100-lecie parafii Matki Bożej zwycięskiej w Borku Fałęckim
Niech to będzie dobry wieczór
- Jestem przekonany, że to będzie dobry wieczór. Wieczór radości, uśmiechu, wielkiej wdzięczności - tak 24 maja mówił ks. kanonik Sławomir Kowalski, proboszcz parafii Matki Bożej Zwycięskiej.

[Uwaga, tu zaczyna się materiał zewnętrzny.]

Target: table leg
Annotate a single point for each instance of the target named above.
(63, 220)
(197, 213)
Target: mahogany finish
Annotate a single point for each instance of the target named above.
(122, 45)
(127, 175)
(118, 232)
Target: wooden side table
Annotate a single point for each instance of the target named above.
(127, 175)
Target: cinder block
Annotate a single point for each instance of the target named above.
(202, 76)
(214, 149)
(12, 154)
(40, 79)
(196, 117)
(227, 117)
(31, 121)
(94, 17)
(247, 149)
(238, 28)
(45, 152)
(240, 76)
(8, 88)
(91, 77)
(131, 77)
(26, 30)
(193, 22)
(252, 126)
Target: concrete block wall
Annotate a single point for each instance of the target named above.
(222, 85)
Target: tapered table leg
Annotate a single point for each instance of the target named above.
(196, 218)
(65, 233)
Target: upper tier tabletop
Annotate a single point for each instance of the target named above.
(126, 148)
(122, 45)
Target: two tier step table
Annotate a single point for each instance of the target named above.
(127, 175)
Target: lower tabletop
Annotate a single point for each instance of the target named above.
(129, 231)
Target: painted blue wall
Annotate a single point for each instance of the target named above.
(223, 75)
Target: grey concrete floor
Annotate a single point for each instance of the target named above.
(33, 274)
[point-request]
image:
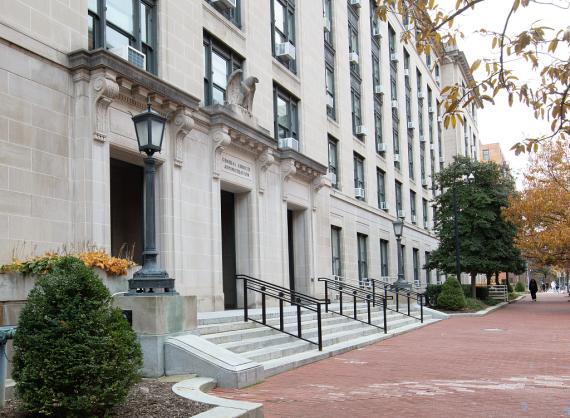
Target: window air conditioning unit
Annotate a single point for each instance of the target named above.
(361, 130)
(326, 24)
(230, 4)
(132, 55)
(332, 178)
(353, 58)
(285, 50)
(289, 143)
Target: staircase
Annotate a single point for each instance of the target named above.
(278, 352)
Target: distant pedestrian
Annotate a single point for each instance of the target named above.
(533, 288)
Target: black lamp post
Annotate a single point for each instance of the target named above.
(149, 127)
(470, 177)
(398, 230)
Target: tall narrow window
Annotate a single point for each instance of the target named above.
(335, 250)
(286, 118)
(283, 32)
(362, 257)
(384, 258)
(233, 14)
(116, 24)
(381, 178)
(359, 186)
(219, 62)
(333, 162)
(416, 262)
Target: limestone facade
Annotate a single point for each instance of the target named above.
(65, 113)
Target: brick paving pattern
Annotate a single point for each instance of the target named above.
(514, 362)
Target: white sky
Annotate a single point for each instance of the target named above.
(501, 123)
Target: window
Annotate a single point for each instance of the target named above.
(286, 114)
(116, 23)
(327, 13)
(416, 262)
(335, 250)
(283, 29)
(399, 206)
(330, 92)
(428, 272)
(233, 14)
(362, 257)
(219, 63)
(384, 258)
(356, 109)
(413, 206)
(333, 161)
(359, 174)
(381, 179)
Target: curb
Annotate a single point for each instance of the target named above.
(195, 388)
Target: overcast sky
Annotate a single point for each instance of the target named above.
(501, 123)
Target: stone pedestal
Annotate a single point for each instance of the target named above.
(155, 318)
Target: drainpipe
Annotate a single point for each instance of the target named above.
(6, 333)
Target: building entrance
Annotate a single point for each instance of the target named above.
(127, 182)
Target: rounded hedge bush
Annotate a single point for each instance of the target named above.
(451, 296)
(74, 354)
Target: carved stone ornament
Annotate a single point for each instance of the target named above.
(183, 124)
(106, 90)
(287, 170)
(240, 92)
(264, 161)
(220, 139)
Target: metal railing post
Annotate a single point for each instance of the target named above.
(245, 313)
(319, 327)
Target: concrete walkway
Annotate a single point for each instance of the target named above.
(514, 362)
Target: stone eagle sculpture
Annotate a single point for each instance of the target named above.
(241, 92)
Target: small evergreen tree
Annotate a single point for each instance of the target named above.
(75, 355)
(451, 296)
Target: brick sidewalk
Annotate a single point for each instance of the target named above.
(514, 362)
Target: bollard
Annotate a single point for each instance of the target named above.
(6, 333)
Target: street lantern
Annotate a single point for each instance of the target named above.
(149, 127)
(150, 279)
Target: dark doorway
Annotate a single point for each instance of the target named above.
(291, 249)
(127, 210)
(229, 249)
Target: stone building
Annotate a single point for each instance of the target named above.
(343, 137)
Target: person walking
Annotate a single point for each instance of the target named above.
(533, 288)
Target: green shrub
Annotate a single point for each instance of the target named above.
(520, 287)
(74, 355)
(451, 296)
(432, 293)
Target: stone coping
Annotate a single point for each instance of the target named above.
(195, 389)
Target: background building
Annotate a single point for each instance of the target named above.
(345, 135)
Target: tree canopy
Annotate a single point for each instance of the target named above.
(486, 239)
(544, 49)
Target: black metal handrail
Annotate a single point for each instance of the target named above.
(283, 295)
(407, 293)
(357, 293)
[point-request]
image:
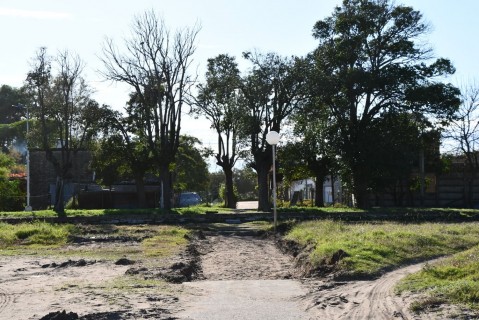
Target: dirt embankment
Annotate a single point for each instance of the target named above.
(227, 262)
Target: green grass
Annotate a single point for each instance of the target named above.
(166, 242)
(371, 248)
(34, 234)
(56, 239)
(200, 209)
(454, 280)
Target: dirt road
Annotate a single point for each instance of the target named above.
(247, 277)
(242, 276)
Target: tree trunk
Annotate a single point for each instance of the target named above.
(167, 188)
(263, 187)
(319, 194)
(230, 201)
(360, 191)
(333, 192)
(59, 206)
(140, 191)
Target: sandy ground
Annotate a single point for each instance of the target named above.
(242, 277)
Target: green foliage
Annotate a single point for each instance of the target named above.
(246, 183)
(371, 61)
(191, 169)
(371, 248)
(166, 241)
(12, 197)
(454, 280)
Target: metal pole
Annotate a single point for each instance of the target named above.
(274, 188)
(28, 207)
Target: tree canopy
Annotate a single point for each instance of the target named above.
(371, 59)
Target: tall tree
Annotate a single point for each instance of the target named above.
(371, 59)
(218, 101)
(122, 152)
(463, 132)
(273, 89)
(10, 99)
(190, 168)
(64, 110)
(311, 154)
(155, 64)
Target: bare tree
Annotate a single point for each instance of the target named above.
(155, 64)
(218, 101)
(463, 132)
(65, 112)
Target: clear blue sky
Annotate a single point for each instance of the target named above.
(228, 26)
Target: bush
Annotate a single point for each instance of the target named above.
(11, 195)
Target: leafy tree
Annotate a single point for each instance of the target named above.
(64, 111)
(12, 116)
(311, 155)
(217, 100)
(371, 59)
(122, 153)
(10, 100)
(11, 195)
(190, 168)
(245, 180)
(272, 89)
(155, 65)
(463, 133)
(395, 155)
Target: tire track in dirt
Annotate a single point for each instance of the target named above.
(5, 299)
(246, 278)
(371, 299)
(244, 258)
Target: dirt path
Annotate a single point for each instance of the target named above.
(243, 276)
(246, 278)
(249, 278)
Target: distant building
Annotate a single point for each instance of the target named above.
(43, 177)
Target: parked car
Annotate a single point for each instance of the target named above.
(186, 199)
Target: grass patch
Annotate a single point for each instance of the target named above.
(366, 249)
(455, 279)
(34, 234)
(167, 241)
(113, 242)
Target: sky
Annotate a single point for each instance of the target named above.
(227, 26)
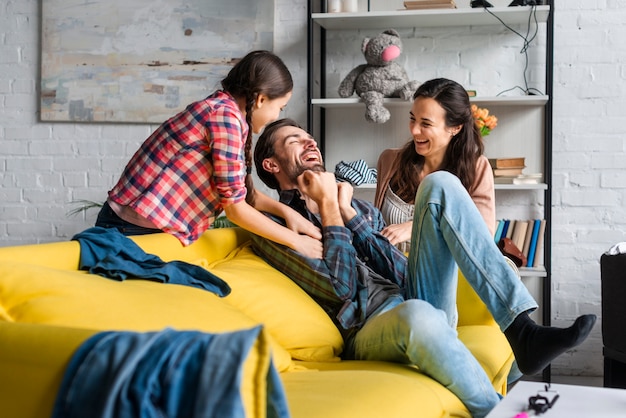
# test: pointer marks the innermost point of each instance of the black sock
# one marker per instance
(535, 346)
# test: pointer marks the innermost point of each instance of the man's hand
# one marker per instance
(300, 225)
(397, 233)
(309, 247)
(321, 187)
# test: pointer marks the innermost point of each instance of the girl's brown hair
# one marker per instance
(463, 151)
(259, 72)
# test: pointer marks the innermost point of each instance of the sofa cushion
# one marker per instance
(36, 294)
(36, 371)
(297, 322)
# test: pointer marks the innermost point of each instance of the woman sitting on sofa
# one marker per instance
(445, 137)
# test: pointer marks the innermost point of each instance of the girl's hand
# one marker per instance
(346, 192)
(309, 247)
(397, 233)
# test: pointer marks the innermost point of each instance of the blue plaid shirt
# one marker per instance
(360, 269)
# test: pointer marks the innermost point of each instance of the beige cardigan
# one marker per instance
(483, 194)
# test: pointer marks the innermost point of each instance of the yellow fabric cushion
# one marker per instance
(31, 372)
(295, 320)
(37, 294)
(368, 389)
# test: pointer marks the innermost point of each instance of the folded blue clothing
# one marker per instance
(169, 373)
(109, 253)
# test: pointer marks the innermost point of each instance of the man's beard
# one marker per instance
(294, 172)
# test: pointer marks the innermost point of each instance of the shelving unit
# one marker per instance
(521, 116)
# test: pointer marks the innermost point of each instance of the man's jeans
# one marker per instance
(447, 229)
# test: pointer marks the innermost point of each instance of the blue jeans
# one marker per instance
(448, 231)
(107, 218)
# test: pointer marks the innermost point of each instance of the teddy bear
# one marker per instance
(381, 77)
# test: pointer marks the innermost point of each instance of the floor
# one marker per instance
(571, 380)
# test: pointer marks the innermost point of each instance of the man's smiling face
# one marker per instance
(295, 151)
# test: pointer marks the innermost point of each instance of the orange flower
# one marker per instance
(484, 121)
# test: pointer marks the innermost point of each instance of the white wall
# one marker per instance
(44, 167)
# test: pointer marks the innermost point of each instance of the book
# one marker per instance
(519, 233)
(527, 238)
(509, 231)
(505, 229)
(521, 179)
(511, 171)
(507, 162)
(538, 258)
(533, 242)
(498, 233)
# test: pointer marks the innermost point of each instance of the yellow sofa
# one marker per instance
(48, 308)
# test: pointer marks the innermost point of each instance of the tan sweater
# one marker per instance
(483, 194)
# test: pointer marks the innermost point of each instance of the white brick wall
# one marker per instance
(44, 167)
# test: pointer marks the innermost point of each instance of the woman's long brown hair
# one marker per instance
(259, 72)
(463, 151)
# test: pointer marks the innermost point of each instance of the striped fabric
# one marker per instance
(356, 172)
(397, 211)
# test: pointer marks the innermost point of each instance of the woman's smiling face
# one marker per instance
(428, 128)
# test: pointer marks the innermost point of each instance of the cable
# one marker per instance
(527, 41)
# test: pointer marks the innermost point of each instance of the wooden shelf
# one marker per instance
(540, 186)
(430, 18)
(533, 272)
(482, 101)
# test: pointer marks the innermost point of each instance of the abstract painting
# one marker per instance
(142, 60)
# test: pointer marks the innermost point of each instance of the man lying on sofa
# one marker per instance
(390, 308)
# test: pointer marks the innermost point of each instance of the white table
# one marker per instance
(573, 402)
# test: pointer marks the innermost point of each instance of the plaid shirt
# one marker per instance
(192, 166)
(359, 271)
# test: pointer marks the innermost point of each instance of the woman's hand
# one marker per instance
(397, 233)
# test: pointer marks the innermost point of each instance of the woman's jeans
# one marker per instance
(448, 231)
(107, 218)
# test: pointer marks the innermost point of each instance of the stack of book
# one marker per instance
(511, 171)
(527, 235)
(429, 4)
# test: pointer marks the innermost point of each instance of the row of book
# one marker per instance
(429, 4)
(511, 171)
(527, 235)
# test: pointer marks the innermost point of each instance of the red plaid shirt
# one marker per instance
(189, 169)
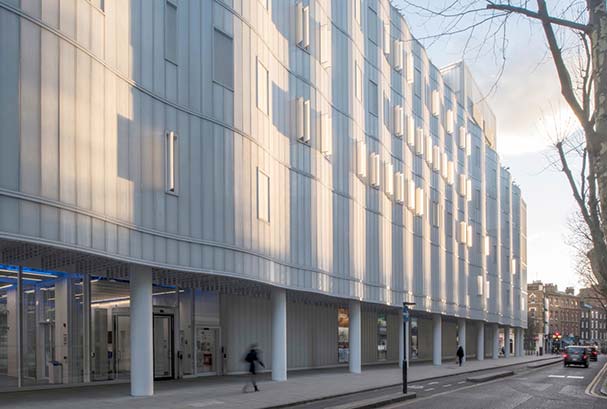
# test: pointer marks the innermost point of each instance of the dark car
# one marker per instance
(576, 355)
(594, 353)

I taki był też ten wieczór. Pełen muzyki, nut niezwykłych, nieoczywistych, niekiedy zaskakujących, orientalnych, przybranych w neoklasycystyczne formy. Wyjątkowe dzieło Szymona Markiewicza, kompozytora, pianisty i dyrygenta, na pewno pozostanie w sercach parafian i licznie przybyłych gości. Tak jak i słowa Marcina Kobierskiego - poetyckie, przemyślane, dobrane z finezją, trafiające wprost do serc zgromadzonych. W ten sposób aktor Teatru Bagatela przeniósł wszystkich w świat rozmyślań, rozważań i refleksji „Maryi w kontekście naszej codzienności”.
Wyjątkowi byli również artyści. W borkowskiej świątyni maestrią i niezwykłym kunsztem zachwycili: Piotr Piecha (recytacje), Marcelina Gawron (sopran), Jagoda Piwowarczyk (sopran), Piotr Łopaciński (tenor), Orkiestra Smyczkowa pod batutą Szymona Markiewicza, Chór Peuri Canores Sancti Nicolai, który prowadzą ks. prałat Stanisław Adamczyk oraz dyrygent Marcin Skoczek, a także zespół instrumentalny oraz soliści: Mateusz Ozga (fortepian), Zoriana Grzybowska (bandura), Katarzyna Zabielska (harfa), Piotr Skupniewicz (flet arabski, saksofon), Tomasz Majewski (instrumenty perkusyjne), Radosław Kuliś (perkusja) i Stanisław Srzednicki (kontrabas).
„Piękne, poruszające oratorium”, Byłam, oglądałam i jestem pod ogromnym wrażeniem”, „Cudowny koncert”, „Mistrzostwo” - to tylko kilka wrażeń, które pozostały w sercach słuchaczy.
Polonia Minor dla parafii na Borku
- Czy sto lat temu przypuszczano, że stulecie parafii zostanie uczczone oratorium - zastanawiał się na początku niezwykłego koncertu proboszcz Sławomir Kowalski.
Ksiądz Wojciech Karabuła, który przed stu laty stawiał podwaliny pod borkowską parafię, pewnie o tym nie myślał. Zapewne jego myśli krążyły, oczywiście oprócz spraw duchowych, raczej wokół tego jak zdobyć drewno, cegłę, cement… I można tylko przypomnieć, że pierwsze msze św. na Borku odprawiane były w „salonie i na werandzie dworku państwa Ziobrowskich przy ul. Zawiłej 2”.
Oratorium Borkowskie to piękny hołd dla wszystkich, byłych i obecnych parafian. Tych, którzy urodzili się w cieniu charakterystycznej smukłej wieży na borkowskim wzgórzu, a także tych, którzy całkiem niedawno zapuścili tutaj swoje korzenie.
„Z okazji jubileuszu 100-lecia istnienia w podziękowaniu za obfite owoce duchowego wzrastania i wierną obecność Kościoła w sercach Małopolan" parafia Matki Bożej Zwycięskiej została uhonorowana najwyższym odznaczeniem Województwa Małopolskiego. Prestiżowy Złoty Medal Polonia Minor wręczył proboszczowi Piotr Polanek, dyrektor Departamentu Turystyki Urzędu Marszałkowskiego Województwa Małopolskiego.
Świątynia, śmiała i ekstrawagancka modernistyczna wizja Tadeusza Ruthie wciąż budzi wielkie zainteresowanie. Strzelisty kościół, wzniesiona na grzbiecie wzniesienia wypiętrzającego się w tym miejscu na 250 m n.p.m., jest jak latarnia morska, która wita podróżnych zmierzających „zakopianką” do Krakowa, a żegna tych wszystkich, którzy kierują się na południe.
To był pierwszy taki wieczór w parafii Matki Bożej Zwycięskiej. Jedyny i niezapomniany.